Referring to the four-spin amplitude of fig. 1, where dashed
lines denote $n_{1/16}$ charges and continuous lines denote $n_0$
charges, let us observe that only the identity flows in the $s$ channel
(fig. 1a), while both the identity and the energy flow in the $u$
channel.  Aside from a prefactor, the amplitude of fig. 1a is \be A_a
\ = \ Tr({\Lambda_1}^T \ {\Lambda_2} \ {\Lambda_3}^T \ {\Lambda_4})
\   \sqrt{1 + \sqrt{1-x}} \qquad , \label{aas} \ee where the limit of
small values for the cross-ratio  $x = {\small{{z_{12} z_{34}} \over
{z_{13} z_{24}}}}$ exhibits the $s$ channel, while the transformation
$x \rightarrow (1-x)$ exposes  the $u$ channel.  The duality
transformations of the conformal blocks amount in this case to a
familiar identity and, dropping again a prefactor, $A_a$ becomes
\be
A_a \ = \  Tr(  {\Lambda_4} \ {\Lambda_1}^T \ {\Lambda_2} \
{\Lambda_3}^T ) \
\biggl(\sqrt{1 +  \sqrt{1-x}} + \sqrt{1 -
\sqrt{1-x}} \ \biggr) \qquad .
\label{aau}
\ee

The corresponding ``twisted'' $u$-channel contribution of fig. 1b
unfolds into an amplitude where the identity flows in the $t$ channel while,
again, both the identity and the energy flow in the $u$ channel, with the {\it
same} sign.
Indeed, following ref. \cite{schwarz}, the ``twisted'' contribution may be
exposed by performing the transformation $x \rightarrow x/(1+x)$
in an amplitude obtained from eq. (\ref{aau}) by the
interchange of the external legs $2$ and $3$.  This operation may be
regarded as the
the braiding $B_1 : x \rightarrow e^{i \pi} \ x/(1-x)$ followed by the
reflection $x \rightarrow e^{- i \pi} \ x$.  The
``twisted'' contribution is then
\be
A_a^{(tw)} \ = \ Tr(  {\Lambda_4} \ {\Lambda_1}^T \ {\Lambda_3} \
{\Lambda_2}^T ) \ \biggl(\sqrt{1 +  \sqrt{1+x}} + \sqrt{\sqrt{1+x}-1} \
\biggr) \qquad ,  \label{aat}
\ee
and thus {\it for all levels} the identity and energy states with
a pair of $n_{1/16}$ charges have identical ``twist'' properties,
consistently with the M\"obius amplitude of eq. (\ref{misingr}).

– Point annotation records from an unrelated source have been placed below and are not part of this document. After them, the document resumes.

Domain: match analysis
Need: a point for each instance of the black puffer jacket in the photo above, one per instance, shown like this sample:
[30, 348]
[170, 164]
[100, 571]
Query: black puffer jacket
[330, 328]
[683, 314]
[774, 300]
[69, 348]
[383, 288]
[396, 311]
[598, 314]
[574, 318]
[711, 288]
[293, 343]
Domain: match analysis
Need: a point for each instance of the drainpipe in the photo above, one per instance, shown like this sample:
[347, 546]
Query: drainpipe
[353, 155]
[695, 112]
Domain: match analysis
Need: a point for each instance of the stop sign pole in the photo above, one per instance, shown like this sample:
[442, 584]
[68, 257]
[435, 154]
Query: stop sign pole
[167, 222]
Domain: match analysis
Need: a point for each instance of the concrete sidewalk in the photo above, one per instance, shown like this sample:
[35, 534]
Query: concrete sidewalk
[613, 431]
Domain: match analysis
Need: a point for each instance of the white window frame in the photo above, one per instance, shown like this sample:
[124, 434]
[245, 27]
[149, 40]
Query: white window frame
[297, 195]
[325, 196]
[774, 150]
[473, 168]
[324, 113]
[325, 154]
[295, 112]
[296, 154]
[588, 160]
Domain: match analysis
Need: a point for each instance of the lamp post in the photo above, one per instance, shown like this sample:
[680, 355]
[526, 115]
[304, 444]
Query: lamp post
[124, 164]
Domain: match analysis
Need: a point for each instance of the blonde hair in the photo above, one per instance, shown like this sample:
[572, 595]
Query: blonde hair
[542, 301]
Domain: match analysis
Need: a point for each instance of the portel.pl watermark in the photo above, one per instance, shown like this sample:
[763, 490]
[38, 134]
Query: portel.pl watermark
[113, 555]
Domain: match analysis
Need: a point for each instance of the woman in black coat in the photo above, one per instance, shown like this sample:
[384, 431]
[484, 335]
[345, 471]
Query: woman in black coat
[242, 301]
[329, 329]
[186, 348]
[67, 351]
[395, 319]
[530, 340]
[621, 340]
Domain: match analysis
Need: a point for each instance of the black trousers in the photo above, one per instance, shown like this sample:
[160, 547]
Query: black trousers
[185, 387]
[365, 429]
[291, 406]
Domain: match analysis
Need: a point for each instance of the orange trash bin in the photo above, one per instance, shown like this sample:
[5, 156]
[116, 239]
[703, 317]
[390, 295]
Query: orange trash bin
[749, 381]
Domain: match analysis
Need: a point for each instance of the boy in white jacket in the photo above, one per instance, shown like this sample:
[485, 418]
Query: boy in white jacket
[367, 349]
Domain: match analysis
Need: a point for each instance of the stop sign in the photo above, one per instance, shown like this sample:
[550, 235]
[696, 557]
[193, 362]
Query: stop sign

The four-spin amplitude for the Ising model with complex charges
is displayed in fig. 2.  As before,
dashed lines denote $n_{1/16}$ charges, but now the remaining
lines carry arrows associated to the ``complex'' charges $m$ and
$\bar{m}$, and eq. (\ref{aau}) is replaced by
\be
A_b \ = \ Tr({M_1}^{\dagger} \ {M_2} \ {M_3}^{\dagger} \
{M_4}) \ \biggl(\sqrt{1 +
\sqrt{1-x}} + \sqrt{1 -
\sqrt{1-x}} \ \biggr) \qquad .
\label{acu}
\ee
However, unfolding  the ``twisted'' diagram now inverts the relative
orientation  of the arrows (fig. 2b) and, consistently with the
partition function, the resulting amplitude
\be
A_b^{(tw)} \ = \ Tr({M_1}^{\dagger} \ {M_3}^{\ast} \ {M_2}^{T} \ {M_4}) \
\sqrt{1 - \sqrt{1-x}}
\label{acs}
\ee
propagates the energy, not the identity, in the
$t$ channel.  Therefore, the ``twisted'' $u$-channel contribution
to $A_b$,
\be
A_b^{(tw)} \ = \ Tr({M_1}^{\dagger} \ {M_3}^{\ast} \ {M_2}^{T} \ {M_4}) \
\biggl(\sqrt{1 + \sqrt{1+x}} - \sqrt{\sqrt{1+x}-1} \ \biggr) \qquad  ,
\label{act}
\ee
now involves energy and identity with {\it opposite} signs.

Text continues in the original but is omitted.